A few years ago, the only reason to head to E. 13th Street was to buy a ferret or a bong. Luckily for us, that’s changed. Ethyl & Tank’s (19 E. 13th St.) competitive food and drink specials and welcoming atmosphere finally lets the non-college crowd enjoy living-on-student-loans prices without the obnoxious frat-boy atmosphere. The Crest’s hip little brother has masterfully balanced the class-to-casual ratio, making a visit to E&T worth the parking nightmare.
Food/Drink Specials: 3.75/5
The strength of E&T’s happy hour is the variety of food and drink specials. The daily “blue plate specials” run the gamut from St. Louis ribs to cheeseburgers, and go for a wallet-friendly $6. Both 60-ounce beer and 32-ounce liquor pitchers (donning video game inspired names like “Zelda”) are 25 percent off the $10 price. All drinks, including coffee, are half-off from 3-9 p.m., which made my Jameson and ginger ale a pleasing (and dangerous) $2.50. The beer list was unpretentious, but offered a respectable variety of brews. Ethyl’s “Tank Frank Mondays” offer an unlimited-topping hotdog bar, with the patron’s choice of veggie or beef dogs for $3 a pop or 2 for $5.
Ethyl & Tank has come a long way, since the days of the seedy pet store. The roomy establishment occupies the space that was once multiple businesses, allowing for an open floor plan that feels simultaneously intimate and spacious. The walls are coated in muted green and lots of natural sunlight pours in from the large windows lining the storefront. Curated décor reinforce the industrial/rust belt feel. Beastie Boys played in the background as an early crowd filled the barstools and high-top patio tables, or hit up some old-school arcade games. The vibe in the bar seating area was lively without being overwhelming, and swayed my decision to stay for a few extra rounds.

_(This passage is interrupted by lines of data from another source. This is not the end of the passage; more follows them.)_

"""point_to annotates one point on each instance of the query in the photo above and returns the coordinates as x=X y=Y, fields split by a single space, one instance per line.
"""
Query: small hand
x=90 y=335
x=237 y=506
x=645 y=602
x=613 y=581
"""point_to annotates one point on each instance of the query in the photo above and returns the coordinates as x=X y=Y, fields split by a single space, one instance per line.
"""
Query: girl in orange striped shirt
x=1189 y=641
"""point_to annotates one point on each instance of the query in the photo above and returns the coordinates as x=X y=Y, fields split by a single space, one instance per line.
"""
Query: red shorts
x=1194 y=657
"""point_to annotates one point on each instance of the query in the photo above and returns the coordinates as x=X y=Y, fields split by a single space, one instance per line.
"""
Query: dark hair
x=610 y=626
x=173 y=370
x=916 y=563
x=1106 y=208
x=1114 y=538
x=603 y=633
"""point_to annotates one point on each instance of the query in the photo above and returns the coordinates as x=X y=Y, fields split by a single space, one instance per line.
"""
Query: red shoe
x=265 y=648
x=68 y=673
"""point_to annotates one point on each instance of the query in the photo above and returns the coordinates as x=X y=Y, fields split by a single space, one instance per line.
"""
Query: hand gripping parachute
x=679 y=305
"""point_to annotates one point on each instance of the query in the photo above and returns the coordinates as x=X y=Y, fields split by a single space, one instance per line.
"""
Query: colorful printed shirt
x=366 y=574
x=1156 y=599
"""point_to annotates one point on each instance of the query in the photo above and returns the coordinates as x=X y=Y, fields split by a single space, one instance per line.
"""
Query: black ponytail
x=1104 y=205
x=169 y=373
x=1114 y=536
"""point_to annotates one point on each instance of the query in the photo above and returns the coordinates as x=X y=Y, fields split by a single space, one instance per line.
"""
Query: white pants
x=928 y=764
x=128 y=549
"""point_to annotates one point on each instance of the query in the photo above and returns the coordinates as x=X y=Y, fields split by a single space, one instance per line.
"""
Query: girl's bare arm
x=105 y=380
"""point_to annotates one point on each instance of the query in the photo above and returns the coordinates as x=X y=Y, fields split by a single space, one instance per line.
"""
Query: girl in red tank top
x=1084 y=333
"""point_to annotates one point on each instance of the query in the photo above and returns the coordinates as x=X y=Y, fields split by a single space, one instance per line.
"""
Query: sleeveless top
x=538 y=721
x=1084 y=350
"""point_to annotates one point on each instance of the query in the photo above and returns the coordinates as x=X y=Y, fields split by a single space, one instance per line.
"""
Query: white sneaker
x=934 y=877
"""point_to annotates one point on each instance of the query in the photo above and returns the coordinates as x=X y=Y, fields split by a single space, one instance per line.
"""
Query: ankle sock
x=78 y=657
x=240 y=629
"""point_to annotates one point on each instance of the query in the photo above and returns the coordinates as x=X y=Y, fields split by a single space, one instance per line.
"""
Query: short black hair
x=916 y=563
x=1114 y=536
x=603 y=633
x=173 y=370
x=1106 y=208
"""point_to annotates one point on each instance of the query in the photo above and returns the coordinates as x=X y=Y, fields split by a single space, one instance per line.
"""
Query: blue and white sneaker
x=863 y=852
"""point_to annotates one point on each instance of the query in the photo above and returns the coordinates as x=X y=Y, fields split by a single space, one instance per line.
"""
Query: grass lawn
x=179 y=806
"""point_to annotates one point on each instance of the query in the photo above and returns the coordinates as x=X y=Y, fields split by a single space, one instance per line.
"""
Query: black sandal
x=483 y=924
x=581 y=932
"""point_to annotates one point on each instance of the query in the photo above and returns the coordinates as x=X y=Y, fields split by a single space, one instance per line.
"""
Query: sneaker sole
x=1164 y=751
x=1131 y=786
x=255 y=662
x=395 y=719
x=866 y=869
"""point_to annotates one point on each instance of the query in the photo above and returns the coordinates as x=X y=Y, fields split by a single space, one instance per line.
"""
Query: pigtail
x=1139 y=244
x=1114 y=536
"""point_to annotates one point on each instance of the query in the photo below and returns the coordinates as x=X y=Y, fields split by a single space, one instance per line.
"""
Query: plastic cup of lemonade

Ethyl & Tank has hit a sweet spot between casual and classy, giving non-campus dwellers reason to re-examine the area’s nightlife scene. Prices are competitive and both the food and drink menu will satisfy a variety of palates, but the range in menu items make it difficult to pinpoint a theme. Though there’s room for improvement, once E&T hones the message, big brother The Crest will have to up its game.